Where I live, even if it's been misogynistically loaded by :reddit-logo: and related communities, "Karens" are very real, both in my neighborhood and where I go to get groceries. They argue, a lot, and are especially confrontational and condescending with employees. They will fight and demand a manager over a difference in cents or a matter of months on an expired coupon, and snap their fingers to get people's attention, lick fingers when handling their money as a performative thing they learned from TV, and it isn't just a women thing. For lack of an agreed-upon term, "Henrys" are roughly the same thing but dress like 55+ year old children, wear flip-flops and cargo shorts and have goatees to go with their thumb heads, and have more direct threats of violence toward employees for the same setbacks.

The other stereotype involves self-described libertarians. I knew dozens, in fact scores, during college, and many never grew out of it. Speaking of growing up, almost every single one of them at some point argued with me, usually unprompted, that age of consent laws are "a social construct" and that "a lot of teenagers, and even children" (their words not mine :desolate: ) "are easily as logical and capable of consent as adults." Lots of them cited how child marriage is common and normal or even that they had ancestors that had child marriages and dared me to say their ancestors were pedophiles (in one case, I did dare say that. Yes, there was a fight). They didn't agree on everything but their desire to violate teenagers was a consistent trait. :epstein:

  • Mardoniush [she/her]
    ·
    2 years ago

    Karens are, sadly, a thing. I really don't know what to do when some of my friends start to have a Karen moment, except try to gently defuse the situation. I have a theory it's a response to the economic and social precarity of middle-aged women in the middle classes, related to the "Social Invisibility" many older women experience in all classes. There are two responses for middle-class women who find this intolerable.

    1. Wear a lot of purple and be charmingly eccentric (I fully support this option)

    2. Be a Karen, act in all the ways people find are most annoying in masculine-coded people, but without the social hierarchy giving you the cred to pull it off.

    And I get it, the process of "Femininity isn't working anymore, I'll try treating people how every 45-Year old Male Bank Manager has treated me all my life" but it's a horrible thing to behold and it doesn't make them not an asshole.

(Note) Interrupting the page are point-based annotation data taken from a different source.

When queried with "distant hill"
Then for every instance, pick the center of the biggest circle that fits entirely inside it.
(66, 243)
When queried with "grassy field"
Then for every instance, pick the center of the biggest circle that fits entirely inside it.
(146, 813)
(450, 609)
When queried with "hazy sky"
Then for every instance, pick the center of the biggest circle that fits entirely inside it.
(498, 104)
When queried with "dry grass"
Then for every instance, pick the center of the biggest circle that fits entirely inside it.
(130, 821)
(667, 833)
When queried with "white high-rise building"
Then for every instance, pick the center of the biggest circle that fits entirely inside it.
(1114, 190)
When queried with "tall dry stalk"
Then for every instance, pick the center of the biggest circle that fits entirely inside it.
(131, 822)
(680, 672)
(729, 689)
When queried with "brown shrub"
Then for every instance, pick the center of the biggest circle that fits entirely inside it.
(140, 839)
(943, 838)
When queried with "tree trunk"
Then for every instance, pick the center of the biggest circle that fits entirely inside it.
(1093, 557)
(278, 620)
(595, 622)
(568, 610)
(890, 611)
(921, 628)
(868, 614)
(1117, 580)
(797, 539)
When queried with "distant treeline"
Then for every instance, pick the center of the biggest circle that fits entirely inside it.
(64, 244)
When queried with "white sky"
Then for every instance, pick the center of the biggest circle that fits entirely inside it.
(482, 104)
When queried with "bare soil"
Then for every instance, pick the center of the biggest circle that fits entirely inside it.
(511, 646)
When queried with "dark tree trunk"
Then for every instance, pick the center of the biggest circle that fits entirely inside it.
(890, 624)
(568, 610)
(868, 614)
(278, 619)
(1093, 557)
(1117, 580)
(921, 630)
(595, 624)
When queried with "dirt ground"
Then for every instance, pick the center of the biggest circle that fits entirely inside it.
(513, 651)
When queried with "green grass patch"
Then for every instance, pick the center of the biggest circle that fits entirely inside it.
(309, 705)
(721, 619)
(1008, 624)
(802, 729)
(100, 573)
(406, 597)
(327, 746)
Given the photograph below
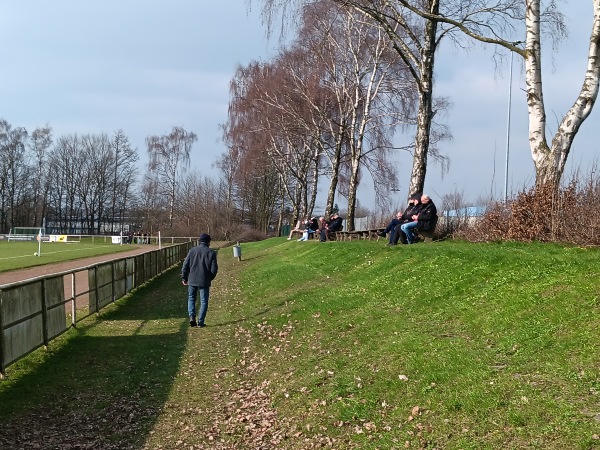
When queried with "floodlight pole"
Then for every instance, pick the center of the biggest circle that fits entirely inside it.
(508, 130)
(508, 123)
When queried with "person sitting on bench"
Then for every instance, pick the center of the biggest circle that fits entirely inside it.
(335, 224)
(425, 220)
(394, 227)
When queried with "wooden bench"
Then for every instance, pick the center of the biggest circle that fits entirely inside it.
(426, 235)
(356, 234)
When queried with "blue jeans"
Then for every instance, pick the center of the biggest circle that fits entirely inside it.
(192, 295)
(408, 230)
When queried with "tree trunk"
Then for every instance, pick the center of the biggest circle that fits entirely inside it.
(425, 114)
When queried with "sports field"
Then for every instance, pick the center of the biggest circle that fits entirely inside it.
(19, 255)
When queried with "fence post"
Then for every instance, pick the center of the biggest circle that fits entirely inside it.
(96, 289)
(2, 368)
(112, 279)
(45, 315)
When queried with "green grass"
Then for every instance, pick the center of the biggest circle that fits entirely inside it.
(19, 255)
(348, 344)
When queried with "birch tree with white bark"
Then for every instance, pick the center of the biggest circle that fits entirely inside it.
(533, 22)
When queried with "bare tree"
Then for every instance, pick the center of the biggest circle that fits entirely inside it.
(415, 40)
(499, 26)
(125, 158)
(169, 155)
(39, 144)
(13, 174)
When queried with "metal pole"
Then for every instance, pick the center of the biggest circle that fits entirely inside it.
(508, 130)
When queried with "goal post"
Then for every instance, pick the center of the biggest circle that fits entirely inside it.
(25, 234)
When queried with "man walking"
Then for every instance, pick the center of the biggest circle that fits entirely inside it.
(199, 269)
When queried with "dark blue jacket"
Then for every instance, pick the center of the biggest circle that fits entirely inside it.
(200, 266)
(427, 216)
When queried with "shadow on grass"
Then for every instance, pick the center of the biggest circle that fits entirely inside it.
(104, 384)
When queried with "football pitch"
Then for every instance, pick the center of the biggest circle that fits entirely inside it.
(19, 254)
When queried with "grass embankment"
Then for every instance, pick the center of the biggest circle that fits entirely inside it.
(20, 255)
(342, 345)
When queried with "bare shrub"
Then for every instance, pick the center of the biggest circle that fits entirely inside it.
(569, 215)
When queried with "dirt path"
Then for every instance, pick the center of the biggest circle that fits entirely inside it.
(32, 272)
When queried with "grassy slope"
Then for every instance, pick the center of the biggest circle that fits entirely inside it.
(349, 344)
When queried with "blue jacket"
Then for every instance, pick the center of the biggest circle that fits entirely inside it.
(200, 266)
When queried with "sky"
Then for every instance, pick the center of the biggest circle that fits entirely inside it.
(147, 66)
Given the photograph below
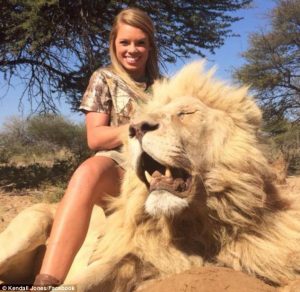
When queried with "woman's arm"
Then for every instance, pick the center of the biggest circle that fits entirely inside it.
(101, 136)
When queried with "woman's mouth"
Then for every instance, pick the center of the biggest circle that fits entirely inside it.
(131, 60)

    • MolotovHalfEmpty [he/him]
      ·
      2 years ago

      This is extremely, insightfully on point. And I absolutely support a woman's right to wear a lot of purple and get a little nutty with it. Those are some of my favourite people. In fact one gave me a recipe the other day because she saw I was picking wild garlic and when I told her thanks she said it was even better when made with "that weed butter" before laughing to herself as she walked off. I stan our purple queens.